Op 21 oktober 2020 heeft de Rechtbank Noord-Nederland een vonnis gewezen in een incident betreffende een voorlopige voorziening. De zaak betreft een geschil tussen [opposant], die in verzet is gekomen tegen een eerder verstekvonnis, en GMG HOLDING B.V. en [geopposeerde 2] en [geopposeerde 3]. [opposant] vordert schorsing van het stemrecht en instructierecht van de huidige aandeelhouders in de vennootschappen RegioIsolatie B.V. en PU-Tech B.V. Hij stelt dat de aandelen die door [geopposeerde 3] en GMG worden gehouden, op basis van eerder verleende koopopties aan hem geleverd hadden moeten worden. In de hoofdzaak heeft hij een reconventionele vordering ingesteld.

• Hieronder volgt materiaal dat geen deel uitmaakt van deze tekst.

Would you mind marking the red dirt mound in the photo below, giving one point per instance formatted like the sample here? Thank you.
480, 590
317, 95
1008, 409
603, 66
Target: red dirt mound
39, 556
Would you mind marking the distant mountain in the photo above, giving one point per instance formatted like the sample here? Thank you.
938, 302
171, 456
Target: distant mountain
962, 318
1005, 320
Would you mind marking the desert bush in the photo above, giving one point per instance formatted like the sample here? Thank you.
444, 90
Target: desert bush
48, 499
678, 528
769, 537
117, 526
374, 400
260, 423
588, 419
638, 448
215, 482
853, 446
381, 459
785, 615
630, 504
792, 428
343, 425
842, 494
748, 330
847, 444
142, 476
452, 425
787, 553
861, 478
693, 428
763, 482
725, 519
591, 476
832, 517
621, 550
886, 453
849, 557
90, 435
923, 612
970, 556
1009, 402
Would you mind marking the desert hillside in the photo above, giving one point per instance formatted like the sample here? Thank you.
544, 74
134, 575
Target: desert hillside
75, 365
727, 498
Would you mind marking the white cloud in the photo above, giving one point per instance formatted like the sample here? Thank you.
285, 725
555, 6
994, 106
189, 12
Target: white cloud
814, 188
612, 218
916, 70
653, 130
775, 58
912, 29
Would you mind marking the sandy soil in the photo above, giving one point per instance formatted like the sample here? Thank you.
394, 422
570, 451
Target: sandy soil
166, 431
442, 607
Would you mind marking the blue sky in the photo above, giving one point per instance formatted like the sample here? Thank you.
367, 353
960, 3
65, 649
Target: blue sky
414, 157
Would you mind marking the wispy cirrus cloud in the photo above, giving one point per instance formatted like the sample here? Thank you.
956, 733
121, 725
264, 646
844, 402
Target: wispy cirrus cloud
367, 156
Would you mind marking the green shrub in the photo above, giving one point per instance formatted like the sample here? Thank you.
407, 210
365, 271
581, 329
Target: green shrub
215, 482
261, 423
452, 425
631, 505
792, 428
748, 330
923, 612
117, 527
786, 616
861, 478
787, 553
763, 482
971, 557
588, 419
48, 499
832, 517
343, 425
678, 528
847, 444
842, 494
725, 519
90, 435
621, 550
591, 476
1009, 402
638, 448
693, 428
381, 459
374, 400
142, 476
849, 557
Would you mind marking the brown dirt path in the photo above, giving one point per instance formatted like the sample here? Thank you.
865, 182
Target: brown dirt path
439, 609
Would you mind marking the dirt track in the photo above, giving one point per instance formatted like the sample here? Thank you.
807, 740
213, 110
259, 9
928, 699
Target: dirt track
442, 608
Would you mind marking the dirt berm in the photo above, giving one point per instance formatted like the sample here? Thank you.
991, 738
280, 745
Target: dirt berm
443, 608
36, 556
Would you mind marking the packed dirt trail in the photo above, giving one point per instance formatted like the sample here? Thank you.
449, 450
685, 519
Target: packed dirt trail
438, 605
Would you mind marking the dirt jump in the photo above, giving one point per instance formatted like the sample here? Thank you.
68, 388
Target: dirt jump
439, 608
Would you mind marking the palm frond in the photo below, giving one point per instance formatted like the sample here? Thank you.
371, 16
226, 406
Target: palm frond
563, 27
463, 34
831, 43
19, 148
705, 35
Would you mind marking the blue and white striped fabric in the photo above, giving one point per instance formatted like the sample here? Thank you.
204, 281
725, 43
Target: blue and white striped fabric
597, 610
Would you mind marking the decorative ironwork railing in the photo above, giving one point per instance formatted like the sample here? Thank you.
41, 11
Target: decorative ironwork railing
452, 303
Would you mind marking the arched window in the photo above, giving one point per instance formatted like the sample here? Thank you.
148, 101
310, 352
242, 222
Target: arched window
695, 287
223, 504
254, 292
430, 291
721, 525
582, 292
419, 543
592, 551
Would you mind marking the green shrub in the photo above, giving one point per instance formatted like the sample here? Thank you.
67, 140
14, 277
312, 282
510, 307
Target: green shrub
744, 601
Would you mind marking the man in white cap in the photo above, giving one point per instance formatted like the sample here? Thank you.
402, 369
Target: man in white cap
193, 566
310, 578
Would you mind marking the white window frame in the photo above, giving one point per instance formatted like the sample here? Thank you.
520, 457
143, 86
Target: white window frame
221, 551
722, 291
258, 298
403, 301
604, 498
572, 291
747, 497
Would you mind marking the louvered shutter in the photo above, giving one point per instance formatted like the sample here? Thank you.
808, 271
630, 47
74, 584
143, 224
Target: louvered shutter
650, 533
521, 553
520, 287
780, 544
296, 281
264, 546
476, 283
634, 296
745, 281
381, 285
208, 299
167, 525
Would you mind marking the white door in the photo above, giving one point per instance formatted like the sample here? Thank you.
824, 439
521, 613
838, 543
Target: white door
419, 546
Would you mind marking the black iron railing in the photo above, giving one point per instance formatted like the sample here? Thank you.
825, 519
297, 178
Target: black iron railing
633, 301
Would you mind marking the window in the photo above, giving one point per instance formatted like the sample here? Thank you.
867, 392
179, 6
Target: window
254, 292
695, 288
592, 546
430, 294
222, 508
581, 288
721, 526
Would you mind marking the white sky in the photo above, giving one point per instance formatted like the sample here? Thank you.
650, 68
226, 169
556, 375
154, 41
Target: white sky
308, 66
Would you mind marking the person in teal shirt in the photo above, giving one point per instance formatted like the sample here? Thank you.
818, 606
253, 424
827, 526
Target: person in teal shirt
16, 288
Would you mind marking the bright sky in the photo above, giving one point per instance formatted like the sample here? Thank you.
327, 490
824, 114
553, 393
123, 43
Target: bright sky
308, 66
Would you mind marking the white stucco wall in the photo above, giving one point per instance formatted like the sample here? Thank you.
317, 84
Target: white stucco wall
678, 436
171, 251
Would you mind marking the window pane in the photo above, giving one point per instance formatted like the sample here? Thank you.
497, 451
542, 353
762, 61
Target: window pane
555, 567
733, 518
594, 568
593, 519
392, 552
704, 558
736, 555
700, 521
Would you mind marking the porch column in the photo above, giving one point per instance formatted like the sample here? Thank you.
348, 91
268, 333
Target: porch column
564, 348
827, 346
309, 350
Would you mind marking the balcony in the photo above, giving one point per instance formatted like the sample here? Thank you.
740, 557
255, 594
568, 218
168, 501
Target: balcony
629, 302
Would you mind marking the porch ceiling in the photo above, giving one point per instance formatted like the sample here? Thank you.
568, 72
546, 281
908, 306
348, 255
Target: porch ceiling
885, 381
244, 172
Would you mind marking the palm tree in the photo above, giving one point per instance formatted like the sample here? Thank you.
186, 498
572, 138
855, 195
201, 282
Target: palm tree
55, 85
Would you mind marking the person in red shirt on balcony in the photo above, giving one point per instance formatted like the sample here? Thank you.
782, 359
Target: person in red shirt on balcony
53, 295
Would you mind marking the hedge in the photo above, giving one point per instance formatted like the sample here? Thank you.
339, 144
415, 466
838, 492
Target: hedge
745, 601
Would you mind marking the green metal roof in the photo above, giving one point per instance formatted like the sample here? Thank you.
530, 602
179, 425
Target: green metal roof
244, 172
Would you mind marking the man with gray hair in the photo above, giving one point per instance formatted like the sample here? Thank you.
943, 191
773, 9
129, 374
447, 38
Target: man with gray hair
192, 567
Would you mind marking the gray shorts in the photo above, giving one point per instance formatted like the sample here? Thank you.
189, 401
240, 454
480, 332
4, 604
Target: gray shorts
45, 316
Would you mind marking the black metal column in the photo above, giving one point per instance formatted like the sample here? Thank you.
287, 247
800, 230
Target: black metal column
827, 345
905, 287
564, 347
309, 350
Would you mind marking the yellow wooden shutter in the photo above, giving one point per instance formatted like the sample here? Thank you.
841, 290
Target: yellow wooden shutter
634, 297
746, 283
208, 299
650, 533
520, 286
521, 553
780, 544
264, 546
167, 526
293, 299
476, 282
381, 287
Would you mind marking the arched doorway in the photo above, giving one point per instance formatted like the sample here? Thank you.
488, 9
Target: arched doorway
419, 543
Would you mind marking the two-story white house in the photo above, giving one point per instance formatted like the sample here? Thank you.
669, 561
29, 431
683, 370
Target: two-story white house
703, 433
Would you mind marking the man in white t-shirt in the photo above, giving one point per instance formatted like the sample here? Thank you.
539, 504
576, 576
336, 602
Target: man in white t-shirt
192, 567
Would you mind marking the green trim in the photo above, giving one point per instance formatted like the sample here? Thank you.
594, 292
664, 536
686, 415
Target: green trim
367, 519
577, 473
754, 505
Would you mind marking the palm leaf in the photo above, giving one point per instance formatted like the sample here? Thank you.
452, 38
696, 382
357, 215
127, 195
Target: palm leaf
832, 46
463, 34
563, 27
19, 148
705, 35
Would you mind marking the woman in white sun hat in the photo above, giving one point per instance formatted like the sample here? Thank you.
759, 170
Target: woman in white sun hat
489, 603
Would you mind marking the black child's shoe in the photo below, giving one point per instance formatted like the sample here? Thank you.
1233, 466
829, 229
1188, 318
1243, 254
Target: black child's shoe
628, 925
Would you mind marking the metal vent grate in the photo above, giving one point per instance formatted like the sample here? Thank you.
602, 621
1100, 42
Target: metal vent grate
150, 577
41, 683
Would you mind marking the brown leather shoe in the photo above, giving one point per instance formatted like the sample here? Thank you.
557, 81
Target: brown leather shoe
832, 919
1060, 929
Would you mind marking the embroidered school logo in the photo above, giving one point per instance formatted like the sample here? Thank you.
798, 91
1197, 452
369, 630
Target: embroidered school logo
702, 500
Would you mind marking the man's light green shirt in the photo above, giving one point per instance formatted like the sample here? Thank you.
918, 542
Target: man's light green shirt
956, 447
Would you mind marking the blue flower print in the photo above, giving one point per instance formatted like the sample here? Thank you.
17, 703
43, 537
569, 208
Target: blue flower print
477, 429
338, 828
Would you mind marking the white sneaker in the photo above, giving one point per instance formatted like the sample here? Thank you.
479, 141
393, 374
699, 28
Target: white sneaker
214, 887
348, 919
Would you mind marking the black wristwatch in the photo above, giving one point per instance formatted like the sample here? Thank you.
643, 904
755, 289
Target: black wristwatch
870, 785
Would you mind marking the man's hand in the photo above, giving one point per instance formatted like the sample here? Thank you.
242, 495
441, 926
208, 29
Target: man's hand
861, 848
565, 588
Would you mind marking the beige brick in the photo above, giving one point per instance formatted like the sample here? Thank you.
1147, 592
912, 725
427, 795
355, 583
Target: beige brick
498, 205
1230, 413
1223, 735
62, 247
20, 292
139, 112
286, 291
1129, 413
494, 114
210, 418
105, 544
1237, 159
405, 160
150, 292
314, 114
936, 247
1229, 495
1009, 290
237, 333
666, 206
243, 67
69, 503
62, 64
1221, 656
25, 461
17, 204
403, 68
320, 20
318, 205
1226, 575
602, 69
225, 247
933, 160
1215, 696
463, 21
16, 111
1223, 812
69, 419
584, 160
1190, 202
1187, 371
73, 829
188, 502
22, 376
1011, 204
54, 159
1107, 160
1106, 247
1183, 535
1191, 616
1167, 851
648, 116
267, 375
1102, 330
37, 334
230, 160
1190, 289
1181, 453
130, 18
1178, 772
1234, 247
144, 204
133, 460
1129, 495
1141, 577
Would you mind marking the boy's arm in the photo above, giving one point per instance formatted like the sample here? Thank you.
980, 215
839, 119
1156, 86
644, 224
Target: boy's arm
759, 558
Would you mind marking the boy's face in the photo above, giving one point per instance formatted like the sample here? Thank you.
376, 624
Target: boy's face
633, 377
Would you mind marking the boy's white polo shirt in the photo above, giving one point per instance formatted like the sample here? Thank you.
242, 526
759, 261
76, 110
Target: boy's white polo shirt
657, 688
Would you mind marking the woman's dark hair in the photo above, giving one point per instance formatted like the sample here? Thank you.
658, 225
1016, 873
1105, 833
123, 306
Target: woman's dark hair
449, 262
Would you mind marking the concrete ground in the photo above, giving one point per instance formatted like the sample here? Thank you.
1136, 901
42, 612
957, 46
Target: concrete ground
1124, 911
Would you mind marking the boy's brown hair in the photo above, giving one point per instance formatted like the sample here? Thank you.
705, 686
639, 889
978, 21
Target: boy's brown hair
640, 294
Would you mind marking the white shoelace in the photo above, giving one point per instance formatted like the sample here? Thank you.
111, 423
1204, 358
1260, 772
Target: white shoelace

De rechtbank heeft de vordering van [opposant] afgewezen. De rechtbank oordeelt dat er onvoldoende aannemelijk is gemaakt dat de huidige aandeelhouders hun stemrecht en instructierecht op een zodanige wijze zullen uitoefenen dat dit niet kan worden geduld. De rechtbank wijst erop dat de algemene vergadering van aandeelhouders geen besluiten kan nemen zonder dat een vergadering is bijeengeroepen en zonder dat de bestuurder tijdig in kennis is gesteld van voorgenomen besluiten. De rechtbank concludeert dat [opposant] onvoldoende procesbelang heeft bij de gevraagde voorlopige voorziening, en dat de vordering in strijd is met het belang van de vennootschap.
De rechtbank heeft [opposant] veroordeeld in de proceskosten van het incident. De zaak zal op 2 november 2020 weer op de rol komen voor een akte door alle partijen over de positie van [geopposeerde 3] in het geding, waarna verdere beslissingen zullen worden aangehouden.